Are you a drug or crime boss? Then your ilk was first to wish Davao City’s crime-busting mayor stayed south. Your narco-business has shriveled to one-tenth its mammoth size under past President Benigno Aquino 3rd, as reported by Philippine National Police chief Ronald de la Rosa.

Indeed, incarcerated narco-kings were said to have offered P50 million for contract killers to take out Duterte and de la Rosa. The convicts quickly denied it, but they certainly wouldn’t mourn if the two join the 3,000-plus narco-suspects killed in the bloody anti-drug campaign.

Nor would their cohorts in government. President Duterte has named dozens of officials allegedly protecting narco-syndicates, from former Justice Secretary and now-Sen. Leila de Lima and other lawmakers to provincial governors, city and town mayors, police generals and judges. Not a few would back Duterte’s removal.

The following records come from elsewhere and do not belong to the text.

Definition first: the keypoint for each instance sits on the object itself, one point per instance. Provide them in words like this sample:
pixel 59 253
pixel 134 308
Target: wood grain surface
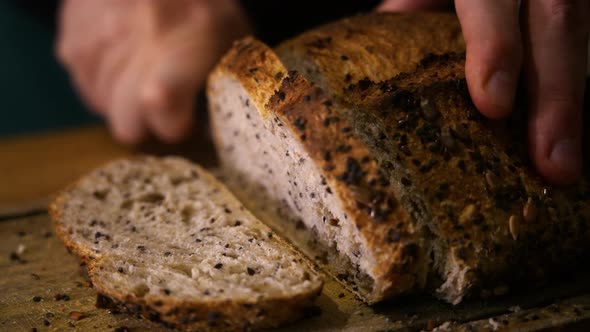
pixel 34 263
pixel 33 168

De Lima has spearheaded a Senate inquiry into drug-related killings. Duterte has accused her of protecting drug lords in the national penitentiary that she supervised when she was Justice chief, and allegedly getting millions of pesos in payoffs.

Duterte’s campaign has also squeezed all manner of criminals, with incidence down 30 percent to 50 percent from a year ago, after tripling under Aquino to more than 1 milion annually since 2013.

READ MORE...

Based on 2014 figures found online in the Philippine Statistics Authority’s Philippines In Figures 2015 book, the crime reduction reported by PNP chief dela Rosa would mean some 3,000 murders prevented over one year, 4,000 rapes, 20,000 robberies, 50,000 thefts and 75,000 assaults. The perpetrators and masterminds behind such lawlessness would want Duterte and de la Rosa taken out.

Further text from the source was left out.